Drosophila leg morphogenesis occurs under the control of a relatively well-known genetic cascade, which mobilizes both cell signaling pathways and tissue-specific transcription factors. However, their cross-regulatory interactions, deployed to refine leg patterning, remain poorly characterized at the gene expression level. Within the genetically interacting landscape that governs limb development, the bric-à-brac2 (bab2) gene is required for distal leg segmentation. We have previously shown that the Distal-less (Dll) homeodomain and Rotund (Rn) zinc-finger activating transcription factors control limb-specific bab2 expression by binding directly a single critical leg/antennal enhancer (LAE) within the bric-à-brac locus. By genetic and molecular analyses, we show here that the EGFR-responsive C15 homeodomain and the Notch-regulated Bowl zinc-finger transcription factors also interact directly with the LAE enhancer as a repressive duo. The appendage patterning gene bab2 is the first identified direct target of the Bowl repressor, an Odd-skipped/Osr family member. Moreover, we show that C15 acts on LAE activity independently of its regular partner, the Aristaless homeoprotein. Instead, we find that C15 interacts physically with the Dll activator through contacts between their homeodomain and binds competitively with Dll to adjacent cognate sites on LAE, adding potential new layers of regulation by C15. Lastly, we show that C15 and Bowl activities regulate also rn expression. Our findings shed light on how the concerted action of two transcriptional repressors, in response to cell signaling inputs, shapes and refines gene expression along the limb proximo-distal axis in a timely manner.
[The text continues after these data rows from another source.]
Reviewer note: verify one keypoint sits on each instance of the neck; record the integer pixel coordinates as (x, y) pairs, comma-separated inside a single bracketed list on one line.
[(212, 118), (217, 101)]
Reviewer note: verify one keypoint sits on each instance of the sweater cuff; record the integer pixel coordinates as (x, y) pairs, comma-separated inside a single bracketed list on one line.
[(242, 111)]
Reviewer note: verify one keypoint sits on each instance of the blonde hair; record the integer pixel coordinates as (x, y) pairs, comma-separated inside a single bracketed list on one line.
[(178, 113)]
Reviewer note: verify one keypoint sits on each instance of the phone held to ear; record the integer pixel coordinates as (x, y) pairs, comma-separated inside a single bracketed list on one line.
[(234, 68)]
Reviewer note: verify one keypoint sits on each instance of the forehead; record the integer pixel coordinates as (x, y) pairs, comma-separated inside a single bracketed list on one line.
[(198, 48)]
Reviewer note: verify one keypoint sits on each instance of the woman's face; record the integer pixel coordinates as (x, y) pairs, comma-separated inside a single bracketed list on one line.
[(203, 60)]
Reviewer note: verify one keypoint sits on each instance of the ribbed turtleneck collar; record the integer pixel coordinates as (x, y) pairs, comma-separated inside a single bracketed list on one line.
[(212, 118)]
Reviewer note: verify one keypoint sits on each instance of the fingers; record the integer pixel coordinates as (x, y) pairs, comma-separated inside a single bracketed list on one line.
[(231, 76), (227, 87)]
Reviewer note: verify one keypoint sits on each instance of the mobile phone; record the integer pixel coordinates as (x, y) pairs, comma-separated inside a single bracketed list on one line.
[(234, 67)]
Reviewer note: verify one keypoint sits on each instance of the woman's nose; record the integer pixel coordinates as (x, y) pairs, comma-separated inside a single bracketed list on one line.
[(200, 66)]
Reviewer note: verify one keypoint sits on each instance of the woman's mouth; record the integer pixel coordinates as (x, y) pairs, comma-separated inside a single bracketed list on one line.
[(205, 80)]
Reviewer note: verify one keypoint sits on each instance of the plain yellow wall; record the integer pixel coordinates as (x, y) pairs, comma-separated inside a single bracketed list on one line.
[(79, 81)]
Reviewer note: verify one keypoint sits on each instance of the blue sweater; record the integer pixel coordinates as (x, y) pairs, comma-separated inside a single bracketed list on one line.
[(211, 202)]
Drosophila distal-less and Rotund bind a single enhancer ensuring reliable and robust bric-a-brac2 expression in distinct limb morphogenetic fields.
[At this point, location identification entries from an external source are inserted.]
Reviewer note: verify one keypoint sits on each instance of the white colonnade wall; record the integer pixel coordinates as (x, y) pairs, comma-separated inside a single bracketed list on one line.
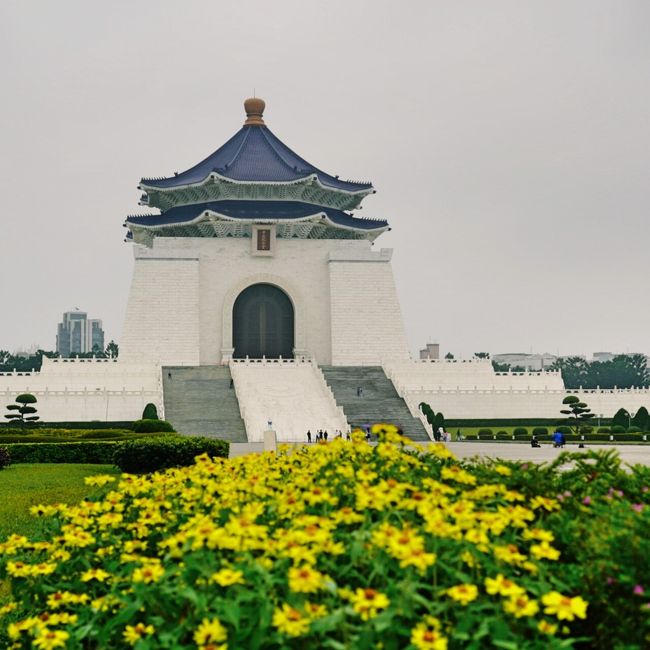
[(69, 390), (472, 389)]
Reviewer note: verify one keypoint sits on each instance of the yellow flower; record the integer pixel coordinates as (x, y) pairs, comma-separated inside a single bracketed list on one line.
[(100, 480), (63, 598), (464, 593), (502, 586), (314, 610), (133, 633), (147, 573), (520, 605), (368, 602), (546, 628), (426, 635), (544, 502), (95, 574), (9, 607), (227, 577), (564, 607), (544, 551), (305, 579), (290, 621), (210, 632), (50, 639)]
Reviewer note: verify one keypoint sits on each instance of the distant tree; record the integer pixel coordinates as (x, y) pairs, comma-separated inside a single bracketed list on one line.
[(150, 412), (22, 411), (439, 421), (574, 370), (641, 419), (577, 412), (621, 418)]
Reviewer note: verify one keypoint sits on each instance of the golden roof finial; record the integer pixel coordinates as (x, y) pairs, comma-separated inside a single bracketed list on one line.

Most identified Drosophila appendage-patterning genes encode DNA-binding proteins, whose cross-regulatory interactions remain to be better characterized at the molecular level, notably by studying their direct binding to tissue-specific transcriptional enhancers. A fine-tuned spatio-temporal expression of bric-a-brac2 (bab2) along concentric rings is essential for proper proximo-distal (P-D) differentiation of legs and antennae. However, within the genetic interaction landscape governing limb development, no transcription factor directly controlling bab2 expression has been identified to date. Using site-targeted GFP reporter assay and BAC recombineering, we show here that restricted bab2 expression in leg and antennal imaginal discs relies on a single 567-bp-long cis-regulatory module (CRM), termed LAE (for leg and antennal enhancer). We show that this CRM (i) is necessary and sufficient to ensure normal bab2 activity in developing leg and antenna, and (ii) is structurally and functionally conserved among Drosophilidae. Through deletion and site-directed mutagenesis approaches, we identified within the LAE essential sequence motifs required in both leg and antennal tissues. Using genetic and biochemical tests, we establish that in the LAE (i) a key TAAT-rich activator motif interacts with the homeodomain P-D protein Distal-less (Dll) and (ii) a single T-rich activator motif binds the C2H2 zinc-finger P-D protein Rotund (Rn), leading to bab2 up-regulation respectively in all or specifically in the proximal-most ring(s), both in leg and antenna. Joint ectopic expression of Dll and Rn is sufficient to cell-autonomously activate endogenous bab2 and LAE-driven reporter expression in wing and haltere cells. Our findings indicate that accuracy, reliability and robustness of developmental gene expression do not necessarily require cis-regulatory information redundancy.